El
ritual de los voladores se empezó a practicar en Mesoamérica desde épocas muy
remotas, desde el Período Preclásico Medio.
Las
culturas del Occidente de México lo representaron en figuras de cerámica.
Se
llevaba a cabo con la concepción de un eje central que simbolizaba el eje del
universo, y como parte de ritos de fertilidad y de sacrificios gladiatorios.
Los
mexicas la adoptaron dentro de sus rituales asociados con el Sol.
Fray
Juan de Torquemada nos dice que para llevar a cabo el rito se traía de los
montes un tronco grueso de árbol, se le quitaba la corteza hasta que quedaba
completamente liso.
El
tronco tenía que ser lo suficientemente alto para que un hombre volando pudiese
dar trece vueltas alrededor de él.
En la
parte de arriba del tronco se colocaba un cuadrado de madera de dos brazadas de
ancho y largo, la hoy en día llamada “manzana” que giraba; en cada esquina
llevaba cuerdas lo suficientemente fuertes para soportar el peso de un hombre,
pues cuatro eran los danzantes que participaban y simbolizaban los cuatro
rumbos del universo o puntos cardinales, más un caporal que dirigía el ritual y
connotaba el centro del mundo.
El
descenso de los danzantes representaba la fertilidad y la caída de la lluvia.

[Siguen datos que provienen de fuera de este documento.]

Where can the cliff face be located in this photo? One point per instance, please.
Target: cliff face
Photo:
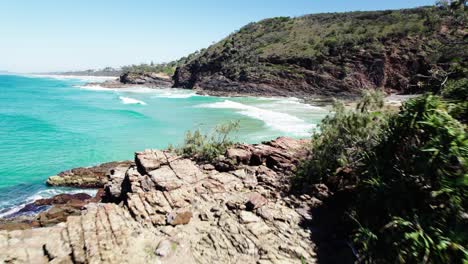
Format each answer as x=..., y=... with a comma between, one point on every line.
x=326, y=54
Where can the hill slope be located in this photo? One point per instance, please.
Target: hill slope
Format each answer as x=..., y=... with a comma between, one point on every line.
x=329, y=54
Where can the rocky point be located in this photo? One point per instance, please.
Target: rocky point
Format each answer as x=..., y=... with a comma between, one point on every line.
x=165, y=208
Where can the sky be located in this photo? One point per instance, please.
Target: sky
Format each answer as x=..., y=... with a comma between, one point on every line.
x=61, y=35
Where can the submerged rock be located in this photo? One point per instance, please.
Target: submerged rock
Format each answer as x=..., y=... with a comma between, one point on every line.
x=86, y=177
x=174, y=210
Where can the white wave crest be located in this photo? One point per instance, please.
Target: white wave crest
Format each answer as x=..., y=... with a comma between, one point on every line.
x=128, y=100
x=74, y=77
x=276, y=120
x=174, y=95
x=96, y=88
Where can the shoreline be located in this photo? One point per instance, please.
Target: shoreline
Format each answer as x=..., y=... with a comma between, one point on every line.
x=391, y=99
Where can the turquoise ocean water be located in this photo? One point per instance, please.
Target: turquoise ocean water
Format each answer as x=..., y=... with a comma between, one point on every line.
x=48, y=125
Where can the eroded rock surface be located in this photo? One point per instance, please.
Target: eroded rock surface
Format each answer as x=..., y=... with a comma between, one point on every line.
x=174, y=210
x=88, y=177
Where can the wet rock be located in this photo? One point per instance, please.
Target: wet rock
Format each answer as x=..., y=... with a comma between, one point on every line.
x=115, y=183
x=248, y=217
x=150, y=160
x=241, y=156
x=86, y=177
x=165, y=178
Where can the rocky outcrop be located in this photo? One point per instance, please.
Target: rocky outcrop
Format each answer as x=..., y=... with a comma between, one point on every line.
x=328, y=54
x=49, y=211
x=175, y=210
x=146, y=78
x=88, y=177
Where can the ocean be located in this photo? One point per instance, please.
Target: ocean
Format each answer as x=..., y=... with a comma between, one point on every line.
x=51, y=124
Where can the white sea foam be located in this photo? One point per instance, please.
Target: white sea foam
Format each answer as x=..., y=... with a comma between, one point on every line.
x=75, y=77
x=173, y=94
x=43, y=194
x=96, y=88
x=128, y=100
x=279, y=121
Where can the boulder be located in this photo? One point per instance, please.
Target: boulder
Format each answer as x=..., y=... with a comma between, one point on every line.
x=255, y=201
x=181, y=217
x=85, y=177
x=240, y=155
x=149, y=160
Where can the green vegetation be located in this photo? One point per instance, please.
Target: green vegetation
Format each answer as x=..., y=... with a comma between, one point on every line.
x=207, y=147
x=344, y=138
x=284, y=46
x=407, y=172
x=404, y=175
x=164, y=68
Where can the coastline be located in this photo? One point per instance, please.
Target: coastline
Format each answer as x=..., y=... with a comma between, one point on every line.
x=164, y=199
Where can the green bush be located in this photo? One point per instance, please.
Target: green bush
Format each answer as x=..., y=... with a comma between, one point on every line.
x=344, y=138
x=413, y=193
x=207, y=147
x=408, y=176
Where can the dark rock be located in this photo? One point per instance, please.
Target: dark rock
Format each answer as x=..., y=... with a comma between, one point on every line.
x=86, y=177
x=181, y=217
x=146, y=78
x=255, y=201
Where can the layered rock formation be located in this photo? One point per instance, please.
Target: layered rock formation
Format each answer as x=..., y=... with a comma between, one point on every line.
x=172, y=209
x=88, y=177
x=147, y=78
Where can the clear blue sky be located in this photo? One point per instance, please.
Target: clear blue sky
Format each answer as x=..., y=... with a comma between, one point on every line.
x=53, y=35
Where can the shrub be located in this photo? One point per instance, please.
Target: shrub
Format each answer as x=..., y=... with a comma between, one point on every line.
x=344, y=138
x=207, y=147
x=413, y=194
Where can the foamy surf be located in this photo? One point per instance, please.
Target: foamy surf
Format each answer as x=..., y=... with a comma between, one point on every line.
x=276, y=120
x=43, y=194
x=128, y=100
x=74, y=77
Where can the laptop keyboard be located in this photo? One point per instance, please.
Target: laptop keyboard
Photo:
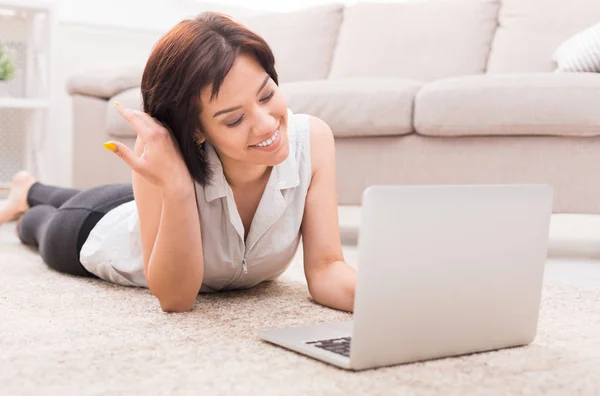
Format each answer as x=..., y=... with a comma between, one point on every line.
x=341, y=346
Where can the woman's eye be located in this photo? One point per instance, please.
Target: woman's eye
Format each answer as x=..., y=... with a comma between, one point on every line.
x=236, y=123
x=266, y=98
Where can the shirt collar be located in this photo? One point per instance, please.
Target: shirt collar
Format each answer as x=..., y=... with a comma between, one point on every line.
x=284, y=175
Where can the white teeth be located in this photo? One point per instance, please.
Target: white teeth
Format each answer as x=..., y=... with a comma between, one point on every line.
x=270, y=140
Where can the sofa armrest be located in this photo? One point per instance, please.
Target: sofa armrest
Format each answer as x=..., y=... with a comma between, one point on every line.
x=105, y=83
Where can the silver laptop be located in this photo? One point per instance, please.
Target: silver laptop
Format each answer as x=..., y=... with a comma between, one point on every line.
x=443, y=271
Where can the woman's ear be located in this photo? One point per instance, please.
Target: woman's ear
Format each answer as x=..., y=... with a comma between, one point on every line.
x=200, y=138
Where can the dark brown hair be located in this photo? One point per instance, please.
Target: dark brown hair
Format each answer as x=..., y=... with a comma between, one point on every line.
x=192, y=55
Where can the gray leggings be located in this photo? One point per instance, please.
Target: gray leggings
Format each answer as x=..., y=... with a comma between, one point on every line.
x=60, y=220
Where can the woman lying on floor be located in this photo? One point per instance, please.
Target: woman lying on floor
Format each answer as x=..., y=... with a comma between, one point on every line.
x=225, y=178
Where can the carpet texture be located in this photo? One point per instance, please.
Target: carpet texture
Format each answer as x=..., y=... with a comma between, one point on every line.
x=70, y=336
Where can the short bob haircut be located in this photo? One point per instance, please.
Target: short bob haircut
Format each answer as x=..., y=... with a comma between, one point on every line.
x=193, y=55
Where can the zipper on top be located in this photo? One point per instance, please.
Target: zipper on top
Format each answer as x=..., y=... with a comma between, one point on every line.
x=245, y=265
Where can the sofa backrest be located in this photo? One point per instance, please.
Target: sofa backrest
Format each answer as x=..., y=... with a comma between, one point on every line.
x=422, y=40
x=302, y=41
x=530, y=31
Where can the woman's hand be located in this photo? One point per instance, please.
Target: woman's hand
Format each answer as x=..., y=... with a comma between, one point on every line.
x=161, y=162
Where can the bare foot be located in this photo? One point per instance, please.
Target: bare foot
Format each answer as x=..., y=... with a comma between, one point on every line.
x=16, y=203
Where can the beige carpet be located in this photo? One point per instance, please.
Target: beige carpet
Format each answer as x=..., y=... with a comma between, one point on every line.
x=65, y=335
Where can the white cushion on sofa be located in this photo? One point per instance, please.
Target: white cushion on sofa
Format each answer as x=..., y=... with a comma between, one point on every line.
x=580, y=53
x=510, y=104
x=529, y=32
x=302, y=41
x=421, y=40
x=357, y=107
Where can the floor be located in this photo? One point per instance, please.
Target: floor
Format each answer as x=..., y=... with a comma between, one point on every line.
x=573, y=253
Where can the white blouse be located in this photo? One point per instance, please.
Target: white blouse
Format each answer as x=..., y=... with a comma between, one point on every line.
x=113, y=249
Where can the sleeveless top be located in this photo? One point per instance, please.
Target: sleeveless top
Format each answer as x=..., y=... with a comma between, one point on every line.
x=113, y=250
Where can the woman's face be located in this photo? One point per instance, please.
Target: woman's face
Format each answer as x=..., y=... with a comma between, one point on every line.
x=247, y=121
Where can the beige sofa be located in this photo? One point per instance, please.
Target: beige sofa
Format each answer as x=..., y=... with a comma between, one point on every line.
x=419, y=92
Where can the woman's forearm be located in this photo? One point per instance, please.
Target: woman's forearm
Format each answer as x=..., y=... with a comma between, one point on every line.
x=176, y=266
x=335, y=286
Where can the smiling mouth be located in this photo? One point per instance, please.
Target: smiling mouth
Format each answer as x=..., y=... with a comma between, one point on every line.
x=269, y=141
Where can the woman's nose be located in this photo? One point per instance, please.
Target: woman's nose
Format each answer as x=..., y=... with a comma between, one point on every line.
x=265, y=124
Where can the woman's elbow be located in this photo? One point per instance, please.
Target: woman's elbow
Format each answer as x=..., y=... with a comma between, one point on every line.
x=176, y=306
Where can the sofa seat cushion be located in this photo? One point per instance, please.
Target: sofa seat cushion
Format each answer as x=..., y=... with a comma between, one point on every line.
x=510, y=104
x=357, y=107
x=116, y=125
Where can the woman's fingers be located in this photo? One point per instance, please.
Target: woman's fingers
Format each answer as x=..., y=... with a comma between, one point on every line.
x=122, y=151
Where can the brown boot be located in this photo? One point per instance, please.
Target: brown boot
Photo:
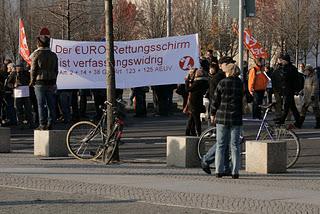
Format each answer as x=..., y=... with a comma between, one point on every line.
x=317, y=123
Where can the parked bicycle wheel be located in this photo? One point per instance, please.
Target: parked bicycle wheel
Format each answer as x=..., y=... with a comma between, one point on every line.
x=84, y=140
x=110, y=147
x=293, y=143
x=206, y=141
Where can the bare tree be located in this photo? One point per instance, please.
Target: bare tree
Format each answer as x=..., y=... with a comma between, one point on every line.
x=153, y=22
x=2, y=31
x=224, y=40
x=316, y=30
x=193, y=16
x=11, y=31
x=126, y=20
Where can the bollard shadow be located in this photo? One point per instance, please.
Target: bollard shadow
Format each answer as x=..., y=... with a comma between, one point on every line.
x=62, y=201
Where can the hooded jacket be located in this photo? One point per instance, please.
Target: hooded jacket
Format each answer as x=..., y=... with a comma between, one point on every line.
x=44, y=67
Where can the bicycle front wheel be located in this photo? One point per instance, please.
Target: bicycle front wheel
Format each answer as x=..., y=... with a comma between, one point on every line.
x=293, y=143
x=110, y=148
x=85, y=141
x=206, y=141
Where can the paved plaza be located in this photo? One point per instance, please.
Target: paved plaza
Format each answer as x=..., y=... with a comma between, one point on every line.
x=30, y=184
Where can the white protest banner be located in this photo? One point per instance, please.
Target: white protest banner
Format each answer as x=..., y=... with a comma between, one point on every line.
x=137, y=63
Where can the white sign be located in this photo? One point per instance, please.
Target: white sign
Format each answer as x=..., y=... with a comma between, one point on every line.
x=137, y=63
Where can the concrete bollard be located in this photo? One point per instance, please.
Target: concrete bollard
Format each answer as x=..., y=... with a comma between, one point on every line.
x=5, y=134
x=182, y=151
x=266, y=156
x=50, y=143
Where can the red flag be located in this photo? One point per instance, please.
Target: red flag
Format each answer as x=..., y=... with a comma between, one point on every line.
x=252, y=44
x=23, y=46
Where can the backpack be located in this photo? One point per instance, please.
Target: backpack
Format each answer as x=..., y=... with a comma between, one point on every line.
x=299, y=82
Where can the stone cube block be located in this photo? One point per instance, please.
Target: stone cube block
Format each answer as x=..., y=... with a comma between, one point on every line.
x=266, y=156
x=50, y=143
x=182, y=151
x=5, y=134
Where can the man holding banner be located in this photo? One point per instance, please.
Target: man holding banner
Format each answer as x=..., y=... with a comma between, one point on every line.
x=44, y=72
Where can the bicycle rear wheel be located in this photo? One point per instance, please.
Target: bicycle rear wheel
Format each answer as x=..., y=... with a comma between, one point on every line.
x=206, y=141
x=85, y=141
x=293, y=143
x=110, y=148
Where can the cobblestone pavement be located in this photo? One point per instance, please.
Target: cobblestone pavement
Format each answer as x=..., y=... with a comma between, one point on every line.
x=16, y=201
x=297, y=191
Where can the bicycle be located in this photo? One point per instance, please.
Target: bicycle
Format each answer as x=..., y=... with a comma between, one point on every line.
x=274, y=133
x=88, y=141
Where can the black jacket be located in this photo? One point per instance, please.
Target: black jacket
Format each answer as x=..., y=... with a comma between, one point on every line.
x=44, y=67
x=227, y=104
x=21, y=78
x=197, y=88
x=287, y=78
x=213, y=83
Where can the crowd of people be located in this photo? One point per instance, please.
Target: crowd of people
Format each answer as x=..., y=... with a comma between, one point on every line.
x=221, y=82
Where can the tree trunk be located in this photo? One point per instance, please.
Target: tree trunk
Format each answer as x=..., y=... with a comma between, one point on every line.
x=110, y=68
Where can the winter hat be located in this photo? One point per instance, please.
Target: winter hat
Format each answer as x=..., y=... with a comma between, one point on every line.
x=285, y=56
x=309, y=68
x=226, y=59
x=44, y=32
x=44, y=37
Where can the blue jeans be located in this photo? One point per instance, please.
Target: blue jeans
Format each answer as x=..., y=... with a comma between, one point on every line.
x=257, y=101
x=209, y=158
x=46, y=103
x=228, y=135
x=65, y=97
x=10, y=111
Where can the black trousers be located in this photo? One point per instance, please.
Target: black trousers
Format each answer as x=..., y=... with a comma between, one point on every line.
x=194, y=124
x=289, y=104
x=257, y=101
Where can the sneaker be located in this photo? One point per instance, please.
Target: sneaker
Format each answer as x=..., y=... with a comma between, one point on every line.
x=235, y=176
x=297, y=125
x=205, y=167
x=42, y=127
x=219, y=175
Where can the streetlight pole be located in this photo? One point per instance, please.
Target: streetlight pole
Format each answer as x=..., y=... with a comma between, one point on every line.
x=297, y=33
x=169, y=24
x=241, y=36
x=110, y=73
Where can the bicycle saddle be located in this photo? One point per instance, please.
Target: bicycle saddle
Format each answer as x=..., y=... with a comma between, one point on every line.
x=267, y=106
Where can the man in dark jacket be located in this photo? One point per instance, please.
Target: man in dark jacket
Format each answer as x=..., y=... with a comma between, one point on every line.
x=44, y=72
x=215, y=75
x=20, y=79
x=196, y=85
x=287, y=83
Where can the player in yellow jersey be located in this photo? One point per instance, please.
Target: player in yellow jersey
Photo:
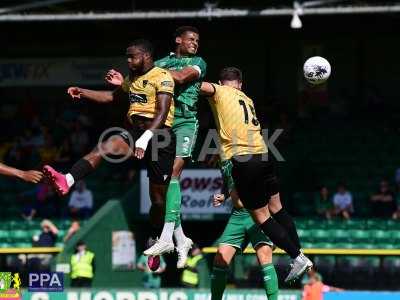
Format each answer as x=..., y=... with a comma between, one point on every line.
x=149, y=91
x=253, y=173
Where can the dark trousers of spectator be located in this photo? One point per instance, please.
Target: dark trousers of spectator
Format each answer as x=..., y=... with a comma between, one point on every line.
x=383, y=210
x=81, y=282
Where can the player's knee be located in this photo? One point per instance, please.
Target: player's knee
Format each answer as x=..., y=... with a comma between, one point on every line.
x=275, y=204
x=156, y=214
x=221, y=260
x=264, y=254
x=178, y=167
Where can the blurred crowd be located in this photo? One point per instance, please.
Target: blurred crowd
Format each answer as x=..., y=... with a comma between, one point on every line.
x=383, y=203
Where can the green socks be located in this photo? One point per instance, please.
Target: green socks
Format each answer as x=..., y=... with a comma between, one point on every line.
x=270, y=281
x=218, y=282
x=173, y=205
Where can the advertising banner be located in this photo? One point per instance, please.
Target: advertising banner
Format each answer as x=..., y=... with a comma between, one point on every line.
x=162, y=294
x=57, y=71
x=198, y=187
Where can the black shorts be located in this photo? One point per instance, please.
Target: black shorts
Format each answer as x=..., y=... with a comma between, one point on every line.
x=158, y=158
x=255, y=180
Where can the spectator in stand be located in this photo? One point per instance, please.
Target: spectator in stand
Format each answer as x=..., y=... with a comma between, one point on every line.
x=383, y=202
x=322, y=203
x=48, y=236
x=74, y=228
x=83, y=266
x=343, y=202
x=81, y=201
x=313, y=287
x=151, y=279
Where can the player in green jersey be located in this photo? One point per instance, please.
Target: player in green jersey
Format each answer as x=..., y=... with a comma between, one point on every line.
x=239, y=231
x=188, y=71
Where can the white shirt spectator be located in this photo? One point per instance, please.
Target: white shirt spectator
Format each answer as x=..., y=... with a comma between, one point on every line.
x=343, y=201
x=82, y=199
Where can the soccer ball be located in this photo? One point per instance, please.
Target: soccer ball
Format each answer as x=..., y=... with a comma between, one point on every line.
x=316, y=70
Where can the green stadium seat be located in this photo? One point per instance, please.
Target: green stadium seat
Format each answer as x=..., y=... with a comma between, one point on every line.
x=22, y=245
x=319, y=235
x=372, y=261
x=339, y=235
x=358, y=235
x=376, y=224
x=324, y=259
x=391, y=262
x=5, y=245
x=367, y=245
x=392, y=224
x=324, y=245
x=387, y=245
x=308, y=245
x=380, y=236
x=4, y=235
x=349, y=261
x=354, y=224
x=20, y=235
x=395, y=235
x=346, y=245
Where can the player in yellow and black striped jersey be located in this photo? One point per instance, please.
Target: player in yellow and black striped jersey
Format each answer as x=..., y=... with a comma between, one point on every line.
x=253, y=173
x=149, y=90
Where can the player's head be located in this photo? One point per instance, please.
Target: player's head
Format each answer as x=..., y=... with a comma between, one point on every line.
x=80, y=246
x=232, y=77
x=187, y=40
x=139, y=54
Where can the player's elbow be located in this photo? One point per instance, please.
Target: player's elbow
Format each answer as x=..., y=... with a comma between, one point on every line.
x=180, y=79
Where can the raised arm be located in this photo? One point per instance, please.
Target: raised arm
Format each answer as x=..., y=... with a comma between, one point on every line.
x=162, y=108
x=185, y=75
x=207, y=89
x=95, y=96
x=28, y=176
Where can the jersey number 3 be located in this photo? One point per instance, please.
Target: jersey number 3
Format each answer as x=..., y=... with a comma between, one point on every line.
x=246, y=113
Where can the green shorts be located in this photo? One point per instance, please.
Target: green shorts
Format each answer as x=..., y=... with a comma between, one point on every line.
x=185, y=130
x=226, y=170
x=241, y=230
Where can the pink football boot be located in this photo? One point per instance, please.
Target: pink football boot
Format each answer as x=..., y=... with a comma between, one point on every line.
x=153, y=262
x=57, y=180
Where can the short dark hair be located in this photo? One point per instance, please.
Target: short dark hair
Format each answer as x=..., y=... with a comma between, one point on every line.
x=230, y=73
x=181, y=30
x=144, y=45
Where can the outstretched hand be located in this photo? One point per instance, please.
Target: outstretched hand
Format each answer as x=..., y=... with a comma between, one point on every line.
x=31, y=176
x=218, y=199
x=74, y=92
x=114, y=77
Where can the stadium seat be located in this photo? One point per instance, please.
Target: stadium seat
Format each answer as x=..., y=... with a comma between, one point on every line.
x=324, y=245
x=380, y=236
x=308, y=245
x=376, y=224
x=391, y=269
x=346, y=245
x=4, y=235
x=338, y=235
x=395, y=235
x=319, y=235
x=358, y=235
x=20, y=235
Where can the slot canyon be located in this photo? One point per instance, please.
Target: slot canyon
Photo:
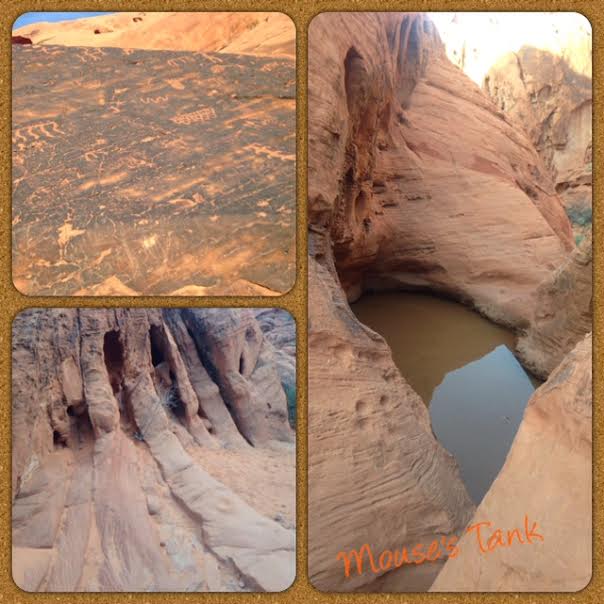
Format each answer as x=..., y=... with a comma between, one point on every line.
x=450, y=306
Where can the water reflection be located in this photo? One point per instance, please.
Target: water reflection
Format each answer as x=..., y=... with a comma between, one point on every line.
x=429, y=337
x=462, y=366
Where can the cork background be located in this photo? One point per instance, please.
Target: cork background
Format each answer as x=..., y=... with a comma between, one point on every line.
x=295, y=301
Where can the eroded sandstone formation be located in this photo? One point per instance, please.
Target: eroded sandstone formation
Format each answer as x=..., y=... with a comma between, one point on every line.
x=553, y=104
x=122, y=422
x=546, y=478
x=152, y=172
x=563, y=314
x=537, y=68
x=416, y=181
x=258, y=33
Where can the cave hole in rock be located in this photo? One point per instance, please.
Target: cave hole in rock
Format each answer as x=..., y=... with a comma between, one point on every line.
x=157, y=345
x=464, y=369
x=113, y=353
x=166, y=381
x=355, y=76
x=361, y=207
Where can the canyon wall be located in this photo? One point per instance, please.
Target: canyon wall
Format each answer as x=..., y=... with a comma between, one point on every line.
x=258, y=33
x=122, y=422
x=537, y=68
x=416, y=181
x=563, y=315
x=546, y=479
x=553, y=104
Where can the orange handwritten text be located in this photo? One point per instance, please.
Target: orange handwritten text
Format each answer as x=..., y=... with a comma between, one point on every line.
x=487, y=539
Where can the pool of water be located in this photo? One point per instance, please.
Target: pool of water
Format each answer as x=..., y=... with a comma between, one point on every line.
x=462, y=366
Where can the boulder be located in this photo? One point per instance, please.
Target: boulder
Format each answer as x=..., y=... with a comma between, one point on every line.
x=552, y=450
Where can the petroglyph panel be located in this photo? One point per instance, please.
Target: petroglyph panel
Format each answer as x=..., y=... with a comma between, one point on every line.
x=143, y=172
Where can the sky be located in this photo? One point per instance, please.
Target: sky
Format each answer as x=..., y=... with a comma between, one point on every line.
x=490, y=35
x=28, y=18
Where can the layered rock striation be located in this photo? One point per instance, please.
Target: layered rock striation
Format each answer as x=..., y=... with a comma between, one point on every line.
x=417, y=180
x=552, y=451
x=119, y=417
x=553, y=104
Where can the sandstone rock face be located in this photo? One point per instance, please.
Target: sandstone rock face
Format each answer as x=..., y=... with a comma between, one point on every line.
x=416, y=179
x=120, y=424
x=152, y=172
x=552, y=450
x=553, y=104
x=376, y=474
x=279, y=329
x=563, y=314
x=258, y=33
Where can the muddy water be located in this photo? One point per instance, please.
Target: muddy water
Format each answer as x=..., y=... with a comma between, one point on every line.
x=462, y=366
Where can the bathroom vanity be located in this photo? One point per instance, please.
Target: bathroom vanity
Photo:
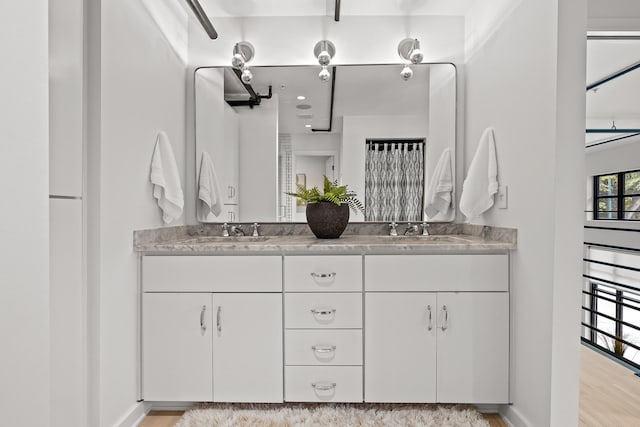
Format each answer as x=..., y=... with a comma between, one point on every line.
x=363, y=318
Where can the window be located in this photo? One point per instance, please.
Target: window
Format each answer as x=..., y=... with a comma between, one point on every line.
x=617, y=196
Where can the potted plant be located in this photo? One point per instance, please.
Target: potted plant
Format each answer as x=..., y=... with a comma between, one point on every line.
x=328, y=212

Este rito se practicaba en los períodos de dura sequia.
Los
danzantes iban vestidos con hermosos trajes de plumas de aves, para representar
búhos, águilas, guacamayas, y quetzales.
Un mito
totonaco nos cuenta que en la época anterior a la llegada de los españoles en
el Señorío del Totonacapan se presentó una severa sequía que desoló la región
de plantas y dio muerte a innumerables personas.
Los
sabios abuelos decidieron solucionar el problema y escogieron a hombres jóvenes
vírgenes para que fuesen al monte y escogieran el árbol más alto y bello que
encontraran, para utilizarlo en un ritual.
Los
dioses se sentirían complacidos y venerados y enviarían la lluvia tan deseada.
Así
pues, se decidió que el ritual se iniciara en la parte más alta del tronco a
fin de que las deidades pudiesen escuchar los ruegos de los humanos.
Los
dioses compadecidos ante los fervientes totonacos, se apiadaron de ellos y les
enviaron la tan deseada y necesaria lluvia.
Ante lo
efectivo del rito, se decidió que la ceremonia se llevaría a cabo con
regularidad para mantener contentos a los dioses.